Cross platform microarray analysis for robust identification of differentially expressed genes

Background: Microarrays have been widely used for the analysis of gene expression and several commercial platforms are available. The combined use of multiple platforms can overcome the inherent biases of each approach, and may represent an alternative that is complementary to RT-PCR for identification of the more robust changes in gene expression profiles. In this paper, we combined statistical and functional analysis for the cross platform validation of two oligonucleotide-based technologies, Affymetrix (AFFX) and Applied Biosystems (ABI), and for the identification of differentially expressed genes. Results: In this study, we analysed differentially expressed genes after treatment of an ovarian carcinoma cell line with a cell cycle inhibitor. Treated versus control RNA was analysed for expression of 16425 genes represented on both platforms. We assessed reproducibility between replicates for each platform using CAT plots, and we found it high for both, with better scores for AFFX. We then applied integrative correlation analysis to assess reproducibility of gene expression patterns across studies, bypassing the need for normalizing expression measurements across platforms. We identified 930 genes as differentially expressed on AFFX and 908 on ABI, with similar to 80% common to both platforms. Despite the different absolute values, the range of intensities of the differentially expressed genes detected by each platform was similar.

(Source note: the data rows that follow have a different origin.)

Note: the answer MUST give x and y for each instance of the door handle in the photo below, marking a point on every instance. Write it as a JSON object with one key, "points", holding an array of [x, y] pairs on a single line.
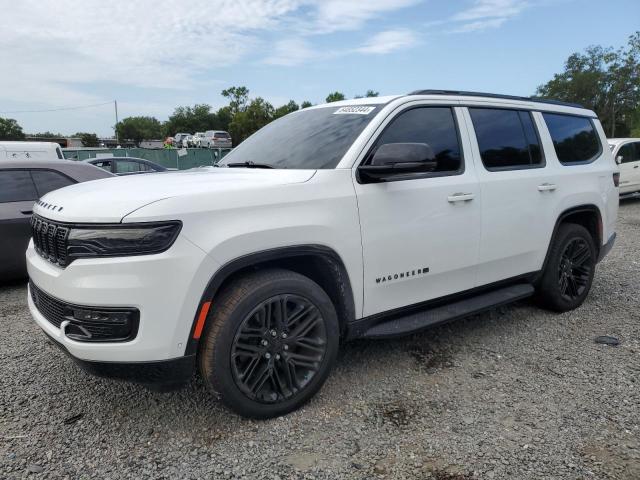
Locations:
{"points": [[460, 197], [547, 187]]}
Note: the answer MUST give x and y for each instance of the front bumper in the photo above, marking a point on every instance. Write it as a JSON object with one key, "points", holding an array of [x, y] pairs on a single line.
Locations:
{"points": [[165, 288]]}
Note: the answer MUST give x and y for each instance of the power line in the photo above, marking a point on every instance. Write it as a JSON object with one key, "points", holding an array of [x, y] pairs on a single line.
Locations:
{"points": [[58, 109]]}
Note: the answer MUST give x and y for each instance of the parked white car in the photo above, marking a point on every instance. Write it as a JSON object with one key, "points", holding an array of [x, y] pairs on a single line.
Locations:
{"points": [[30, 151], [370, 218], [626, 151], [216, 139]]}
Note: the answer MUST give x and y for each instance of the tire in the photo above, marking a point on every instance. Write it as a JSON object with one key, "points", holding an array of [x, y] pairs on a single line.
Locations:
{"points": [[568, 275], [261, 364]]}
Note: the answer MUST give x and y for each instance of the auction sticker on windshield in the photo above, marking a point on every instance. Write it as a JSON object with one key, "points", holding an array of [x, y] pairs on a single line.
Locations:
{"points": [[356, 110]]}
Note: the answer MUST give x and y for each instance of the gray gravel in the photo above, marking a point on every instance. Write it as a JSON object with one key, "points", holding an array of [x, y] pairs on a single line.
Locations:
{"points": [[515, 393]]}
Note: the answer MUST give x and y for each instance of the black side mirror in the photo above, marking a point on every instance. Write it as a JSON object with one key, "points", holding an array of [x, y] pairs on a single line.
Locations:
{"points": [[393, 159]]}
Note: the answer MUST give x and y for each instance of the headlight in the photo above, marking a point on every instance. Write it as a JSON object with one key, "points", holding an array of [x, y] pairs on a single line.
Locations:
{"points": [[121, 240]]}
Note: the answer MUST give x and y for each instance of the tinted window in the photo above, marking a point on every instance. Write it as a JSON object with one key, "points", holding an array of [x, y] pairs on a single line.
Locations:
{"points": [[126, 166], [574, 138], [47, 181], [629, 152], [507, 138], [313, 138], [434, 126], [16, 186]]}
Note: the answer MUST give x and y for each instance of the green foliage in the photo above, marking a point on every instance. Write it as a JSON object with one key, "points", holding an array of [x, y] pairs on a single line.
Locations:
{"points": [[604, 80], [285, 109], [253, 117], [88, 139], [198, 118], [335, 97], [139, 128], [10, 130], [238, 98]]}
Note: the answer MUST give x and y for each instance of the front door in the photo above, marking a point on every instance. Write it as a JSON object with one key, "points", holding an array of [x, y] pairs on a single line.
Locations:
{"points": [[420, 233]]}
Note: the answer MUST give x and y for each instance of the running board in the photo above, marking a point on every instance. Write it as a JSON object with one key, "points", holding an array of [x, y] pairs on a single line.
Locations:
{"points": [[446, 313]]}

ABI showed a slightly higher dynamic range in FC values, which might be associated with its detection system. 62/66 genes identified as differentially expressed by Microarray were confirmed by RT-PCR. Conclusion: In this study we present a cross-platform validation of two oligonucleotide-based technologies, AFFX and ABI. We found good reproducibility between replicates, and showed that both platforms can be used to select differentially expressed genes with substantial agreement. Pathway analysis of the affected functions identified themes well in agreement with those expected for a cell cycle inhibitor, suggesting that this procedure is appropriate to facilitate the identification of biologically relevant signatures associated with compound treatment. The high rate of confirmation found for both common and platform-specific genes suggests that the combination of platforms may overcome biases related to probe design and technical features, thereby accelerating the identification of trustworthy differentially expressed genes.